Now the posters, which have been stored with the rest of the railway material in Mr Wilson’s loft and garage for years, are set to fetch between £50 and £300 each.
There are also posters for films and theatre shows which were displayed on station billboards, including the John Wayne movie The Alamo, and Ella Fitzgerald in concert.
Mr Wilson carried out clerical duties and jobs like ticket sales and passenger inquiries in his 38 years of service on stations from Gateshead to South Shields, Blaydon to Hexham and Sunderland. He was based at South Shields when the station closed as the line switched to the Metro service.
Mr Wilson saved items such the Ladies Waiting Room sign from the station, passenger traffic returns from the 1870s to 1940 from the back of a cupboard and a photograph of station staff from the turn of the last century.
“In the early 1980s, when they closed South Shields station before the Metro took over, anything that couldn’t be used went on a bonfire which burned for five days,” said Mr Wilson.
“I rescued a lot of the stuff which would have otherwise gone the journey.

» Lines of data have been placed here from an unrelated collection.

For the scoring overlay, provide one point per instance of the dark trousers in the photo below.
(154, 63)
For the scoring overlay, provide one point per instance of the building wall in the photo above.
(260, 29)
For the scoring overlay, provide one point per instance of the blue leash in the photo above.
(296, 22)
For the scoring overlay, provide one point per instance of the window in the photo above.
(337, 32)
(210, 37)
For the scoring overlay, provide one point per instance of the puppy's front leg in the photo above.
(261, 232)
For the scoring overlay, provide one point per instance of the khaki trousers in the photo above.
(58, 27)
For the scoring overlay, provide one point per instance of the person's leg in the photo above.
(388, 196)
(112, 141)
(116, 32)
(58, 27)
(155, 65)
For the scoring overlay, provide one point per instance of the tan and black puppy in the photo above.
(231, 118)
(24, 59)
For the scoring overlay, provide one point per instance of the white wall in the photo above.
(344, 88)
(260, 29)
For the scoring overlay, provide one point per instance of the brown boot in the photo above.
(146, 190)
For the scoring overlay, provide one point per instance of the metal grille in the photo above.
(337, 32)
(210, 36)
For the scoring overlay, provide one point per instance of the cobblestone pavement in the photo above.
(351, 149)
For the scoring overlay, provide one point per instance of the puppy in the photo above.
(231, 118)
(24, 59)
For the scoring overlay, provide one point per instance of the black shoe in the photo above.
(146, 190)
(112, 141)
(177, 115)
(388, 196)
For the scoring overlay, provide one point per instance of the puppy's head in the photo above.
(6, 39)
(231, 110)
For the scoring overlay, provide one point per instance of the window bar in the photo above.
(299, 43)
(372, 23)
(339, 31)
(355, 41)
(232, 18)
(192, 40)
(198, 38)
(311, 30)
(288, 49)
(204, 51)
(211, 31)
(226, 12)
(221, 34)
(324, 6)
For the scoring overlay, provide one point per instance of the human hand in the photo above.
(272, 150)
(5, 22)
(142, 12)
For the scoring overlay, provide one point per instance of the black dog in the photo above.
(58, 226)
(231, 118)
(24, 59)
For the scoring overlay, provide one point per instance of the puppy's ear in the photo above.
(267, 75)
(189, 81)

Nobody then thought it would be worth anything.”
Also in the sale is stationary from stations and stamps with the names of various stations. timetables, parcel books, and uniform items.
“I’m a hoarder – we’re war babies, you keep things just in case,” said Mr Wilson.
Anderson & Garland’s Fred Wyrley-Birch said: “Michael has built up a fantastic collection that is in absolutely amazing condition.
“It’s unbelievable that posters of this quality were just thrown away or burnt, which makes this collection even more of a rare treasure trove for people interested in the railways, period advertising or just beautiful vintage artwork.”